Event: Sonoma County Fair
If you are visiting from out of town, or have moved here from New York City, forget wine tasting this weekend—you don’t know Sonoma County until you’ve been to the Sonoma County Fair! “How quaint,” you might think, mental pinkie raised, but trust me, nothing beats the County Fair to let you know what lies at the heart of this region: hard-working people who just want to have a good time. Even with all the expected elements of livestock, junk food, and carnival rides, you will still find something unique and of aesthetic or experiential value.
The fair is a tactile place, full of sights, sounds, smells, and tastes. It’s a place for families, teenagers on dates, and retirees dancing to Motown. Many people come for the music on three or more stages, the horse races, or the carnival rides, while others enjoy the hall of stuff (exhibitors). I go primarily for the flower show.
Every year, the exhibit hall is transformed into a wonderland of waterfalls, miniature houses, and elaborate displays of color reminiscent of Willy Wonka’s chocolate factory, where everything is real (flowers) and not (scale and scope) at the same time. In the past, the themes have included the Wizard of Oz, Jurassic Park, and Alice in Wonderland. This year the theme is Backyard Blossoms, with tiny homes and alternative living spaces. There seemed to be small houses everywhere: real ones to live in, fairy gourd houses, houses in glass bowls, and miniature carved wooden houses.
Every year there is one central water feature and murals to help set the overall tone. This year, to go with the theme, they have constructed a giant treehouse, complete with a tire swing on the edge of a great pond complete with a girls only sign, a fountain ladder and fog on one side; and a boys only sign and fishing hole on the other. The room is flanked on one side with a mural of the Hobbits’ Shire and garden, and a mountain of flowers with a waterfall on the other.

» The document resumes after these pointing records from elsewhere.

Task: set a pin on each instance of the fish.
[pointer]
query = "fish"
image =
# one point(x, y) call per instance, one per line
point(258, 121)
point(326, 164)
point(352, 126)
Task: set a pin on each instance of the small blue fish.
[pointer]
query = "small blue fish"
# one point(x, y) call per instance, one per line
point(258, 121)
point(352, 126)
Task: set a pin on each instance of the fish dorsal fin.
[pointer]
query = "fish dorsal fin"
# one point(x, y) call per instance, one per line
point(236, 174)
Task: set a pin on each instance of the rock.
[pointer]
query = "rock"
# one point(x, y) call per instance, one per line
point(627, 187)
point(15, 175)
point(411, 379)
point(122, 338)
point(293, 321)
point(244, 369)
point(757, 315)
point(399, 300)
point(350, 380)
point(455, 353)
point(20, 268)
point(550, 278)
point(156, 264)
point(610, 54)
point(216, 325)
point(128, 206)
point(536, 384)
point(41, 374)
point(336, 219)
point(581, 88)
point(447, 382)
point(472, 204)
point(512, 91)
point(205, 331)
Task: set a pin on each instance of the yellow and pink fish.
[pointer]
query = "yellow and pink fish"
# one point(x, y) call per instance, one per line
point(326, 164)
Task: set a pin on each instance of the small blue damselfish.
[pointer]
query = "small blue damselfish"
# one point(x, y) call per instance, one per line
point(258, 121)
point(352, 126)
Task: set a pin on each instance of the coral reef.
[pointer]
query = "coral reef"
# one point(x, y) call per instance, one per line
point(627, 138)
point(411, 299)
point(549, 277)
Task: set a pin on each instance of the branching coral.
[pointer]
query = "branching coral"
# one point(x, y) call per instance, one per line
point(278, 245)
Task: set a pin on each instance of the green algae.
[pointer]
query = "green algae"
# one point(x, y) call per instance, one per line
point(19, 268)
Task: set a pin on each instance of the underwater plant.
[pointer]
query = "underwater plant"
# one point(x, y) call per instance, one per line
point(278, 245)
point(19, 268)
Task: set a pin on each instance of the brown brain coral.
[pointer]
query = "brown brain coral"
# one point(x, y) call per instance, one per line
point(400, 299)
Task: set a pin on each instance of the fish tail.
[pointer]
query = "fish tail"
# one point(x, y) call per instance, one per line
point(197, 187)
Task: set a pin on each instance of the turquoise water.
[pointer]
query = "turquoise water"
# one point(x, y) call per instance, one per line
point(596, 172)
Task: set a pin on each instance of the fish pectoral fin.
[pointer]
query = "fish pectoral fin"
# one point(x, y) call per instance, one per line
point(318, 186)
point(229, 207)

Other memorable elements were a red pagoda fountain and a fairy wood, complete with scraggly woods, a rock cairn, giant boulders, ferns, and miniature fairy houses. My personal favorite was the lovely cottage garden, “Country Cottage” which had a nice three-tiered fountain stream, gazebo, miniature house, lovely fuchsia stands, and a thick carpet (almost a pave) of hydrangea and maiden’s hair fern. Other stand-out elements included a wall of succulents and an extravagant use of orchids. (Flowers from the displays go on sale to the public after the fair ends–the plant sale is Monday, August 12th from 7:00 a.m. to 3:00 p.m.)
Outside the major flower exhibit hall, amateur gardeners give their own impression of the theme, creating mini-gardens bursting with blooms. And in the craft exhibit hall you will find prize-winning flowers grown in local gardens. So if you are looking for the very best zinnia to plant next year, or you want to see your first black sun flower, then look no further.
The craft hall is also home to an impressive display of quilts made by local quilters. Odd and wonderful things can happen at the fair. I was lucky enough to catch a demonstration of spinning wool into yarn by an impressive group of at least eight local spinners. In addition there were many farm goods and foods on display, demonstrating the bounty of our region.
Our county is also rich in the tradition of ranching and raising animals. My personal favorite is the bunnies. Who knew there were so many varieties of cute!
After watching a sheep judging, I met a girl at a concession stand who had competed with her sheep. She was so elated; many of her animals had placed first (and her mother was proud). It reminded me of watching my friends show animals in high school. Watching the kids and teens learn to skillfully handle their animals at a time that they are still awkwardly learning how to negotiate movement and interaction in their own bodies, made me laugh kindly and feel grateful that there is a long and healthy tradition of 4H and Future Farmers of America to help some rural teens grow into responsibility and into themselves. Perhaps this is what the fair shows us, that no matter what our age or interest, it’s okay to be the age we are, and doing the things we love.
I felt a little guilty eating a gyro (after talking sheep), but as I said, the fair is a complete sensory experience. Along with corn dogs, cotton candy, funnel cakes, and caramel apples, the fair is ripe with tastes and smells. After a cinnamon bun, it was time to burn off some calories and play Whac-A-Mole! Then prize in hand, head out past the spinning lights of the carnival rides, and return home grateful for a warm bed.
But this is just my experience; get out there and make your own! Every year the fair is the same and yet different: a wonderland of noises, smells, tastes, and touch. And it is yours to discover, and with it the warm heart of Sonoma County.
By Nadja Masura
Your article and photos transported me to the Fair. This is especially appreciated since I am uncomfortable in crowds and easily experience “sensory overload”. I was able to vicariously
savor the signs and other sensory delights without the overload. Beautiful photos.